Un aroma terroso a merlot y cabernet-sauvignon tiene tiempo de inundar la cocina antes de que suene el timbre de la puerta.

Disa va envuelta en un impermeable blanco con topos rojos. Sus grandes ojos están muy abiertos y tiene la cara mojada por la lluvia.

—Joona, estaba pensando en comprobar si eres tan buen policía como dicen.

—¿Cómo se hace eso? —pregunta él.

—Con un test —responde ella—. ¿Me ves algo diferente?

—Estás más guapa —dice Joona.

—No —sonríe Disa.

—Te has cortado el pelo y te has puesto la pinza de París por primera vez en un año.

—¿Algo más?

Joona pasea la mirada por la cara delgada y cada vez más ruborizada de Disa, estudia su corte de pelo estilo paje y el resto de su esbelto cuerpo.

—Nuevas —dice señalando las botas de tacón.

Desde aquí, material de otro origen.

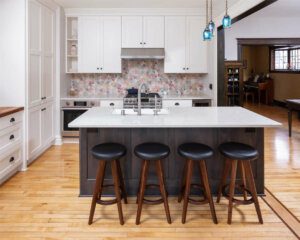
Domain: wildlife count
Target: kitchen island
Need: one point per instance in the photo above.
(208, 125)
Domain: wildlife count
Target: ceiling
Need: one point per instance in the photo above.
(219, 5)
(281, 8)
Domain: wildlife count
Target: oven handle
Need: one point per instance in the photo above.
(75, 109)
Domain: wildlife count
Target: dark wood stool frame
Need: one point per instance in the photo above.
(143, 185)
(119, 187)
(186, 188)
(247, 176)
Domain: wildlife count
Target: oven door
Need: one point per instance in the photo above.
(68, 115)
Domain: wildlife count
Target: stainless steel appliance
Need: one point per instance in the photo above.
(72, 109)
(148, 100)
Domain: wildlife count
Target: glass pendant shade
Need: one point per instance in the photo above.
(207, 34)
(211, 27)
(226, 21)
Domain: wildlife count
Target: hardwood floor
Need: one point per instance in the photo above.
(43, 202)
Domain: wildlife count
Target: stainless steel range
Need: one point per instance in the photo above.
(148, 100)
(70, 111)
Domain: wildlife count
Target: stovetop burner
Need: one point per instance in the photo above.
(144, 95)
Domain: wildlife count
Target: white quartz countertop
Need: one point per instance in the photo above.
(178, 117)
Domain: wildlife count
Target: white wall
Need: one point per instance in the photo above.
(264, 24)
(12, 52)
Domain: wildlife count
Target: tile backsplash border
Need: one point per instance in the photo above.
(135, 72)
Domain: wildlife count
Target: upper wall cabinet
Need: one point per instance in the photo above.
(185, 50)
(99, 45)
(143, 32)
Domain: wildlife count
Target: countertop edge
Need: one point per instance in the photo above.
(10, 110)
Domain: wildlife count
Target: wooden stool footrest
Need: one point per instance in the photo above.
(235, 200)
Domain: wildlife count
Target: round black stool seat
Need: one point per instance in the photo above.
(108, 151)
(195, 151)
(238, 151)
(152, 151)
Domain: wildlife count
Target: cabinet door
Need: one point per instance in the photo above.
(47, 123)
(35, 54)
(132, 32)
(196, 48)
(88, 45)
(112, 44)
(48, 54)
(154, 32)
(34, 136)
(175, 37)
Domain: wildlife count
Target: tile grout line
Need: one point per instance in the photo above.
(287, 217)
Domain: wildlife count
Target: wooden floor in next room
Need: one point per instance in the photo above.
(43, 202)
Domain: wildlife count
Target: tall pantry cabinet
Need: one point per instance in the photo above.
(40, 82)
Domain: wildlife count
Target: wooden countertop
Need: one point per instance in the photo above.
(4, 111)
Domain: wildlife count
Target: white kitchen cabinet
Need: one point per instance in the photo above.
(41, 54)
(177, 103)
(185, 50)
(41, 78)
(99, 45)
(11, 139)
(143, 32)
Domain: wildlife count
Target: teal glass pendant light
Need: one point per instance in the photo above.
(207, 33)
(226, 19)
(211, 24)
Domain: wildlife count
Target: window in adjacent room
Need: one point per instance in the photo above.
(285, 59)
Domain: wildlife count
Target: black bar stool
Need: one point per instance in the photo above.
(195, 153)
(152, 152)
(109, 152)
(238, 154)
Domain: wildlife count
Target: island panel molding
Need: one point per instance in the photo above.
(174, 164)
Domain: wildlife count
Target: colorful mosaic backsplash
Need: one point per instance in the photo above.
(134, 73)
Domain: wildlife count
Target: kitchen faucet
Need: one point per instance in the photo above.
(139, 110)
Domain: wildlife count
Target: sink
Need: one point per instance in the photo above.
(145, 111)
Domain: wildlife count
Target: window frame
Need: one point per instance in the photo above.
(272, 60)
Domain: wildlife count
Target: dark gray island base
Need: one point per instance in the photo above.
(174, 164)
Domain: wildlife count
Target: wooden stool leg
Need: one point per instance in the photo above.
(97, 189)
(122, 183)
(250, 178)
(187, 189)
(182, 185)
(223, 179)
(162, 188)
(203, 173)
(142, 190)
(242, 171)
(114, 169)
(231, 189)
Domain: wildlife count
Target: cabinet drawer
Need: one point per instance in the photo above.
(113, 103)
(175, 103)
(10, 159)
(9, 136)
(10, 120)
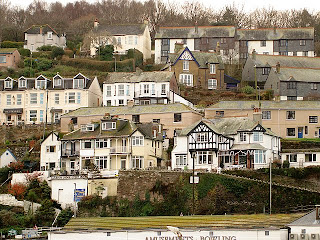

—Marc Jacobs… un pelín caras para mí.

—Son chulas.

—¿No ves nada más?

—Aún no he terminado —dice él y le coge las manos, les da la vuelta y observa las uñas.

Disa no puede esconder la sonrisa cuando Joona murmura que lleva el mismo pintalabios que cuando fueron al teatro Söder. Le acaricia los pendientes y luego se encuentra con su mirada, la aguanta unos segundos y se aparta para que la luz de la lámpara de suelo le ilumine el rostro.

—Tus ojos —dice él—. Tu pupila izquierda no se encoge con la luz.

—Buen poli —dice ella—. Me han puesto gotas.

—¿Has ido a que te miren el ojo? —pregunta Joona.

—Me ha salido una burbuja en el humor vítreo, pero no es peligroso —dice Disa y se mete en la cocina.

—La comida está casi lista. La carne tiene que reposar un poco más.

—Qué bonito lo has preparado todo —dice Disa.

—Hacía tiempo que no nos veíamos —responde Joona—. Estoy muy contento de que hayas venido.

Brindan en silencio y, tal como ocurre siempre que Joona la mira, Disa siente un calor recorriéndole el cuerpo y le da la sensación que empieza a resplandecer. Aparta su mirada de los ojos de Joona, hace girar el vino en la copa, aspira el aroma del líquido y vuelve a catarlo.

—Buena temperatura —constata.

Joona presenta la carne y las patatas en una cama de rúcula, albahaca y tomillo.

Con delicadeza echa parte de la salsa sobre el plato mientras piensa que debería haber hablado con Disa hace tiempo.

—¿Cómo te va?

—¿Sin ti, quieres decir? Mejor que nunca —le suelta cortante.

Se quedan callados un momento y luego Disa pone suavemente la mano sobre la de Joona.

—Perdón —dice ella—. Pero es que a veces me enfado contigo. Cuando me sale el lado oscuro.

—¿En qué lado estás ahora?

—En el oscuro —responde.

Joona toma un sorbo de vino.

—Últimamente he pensado mucho en el pasado —empieza él.

Disa sonríe y levanta las cejas.

—¿Últimamente? Tú siempre piensas en el pasado.

—¿Ah, sí?

—Sí, piensas en él…, pero no hablas de él.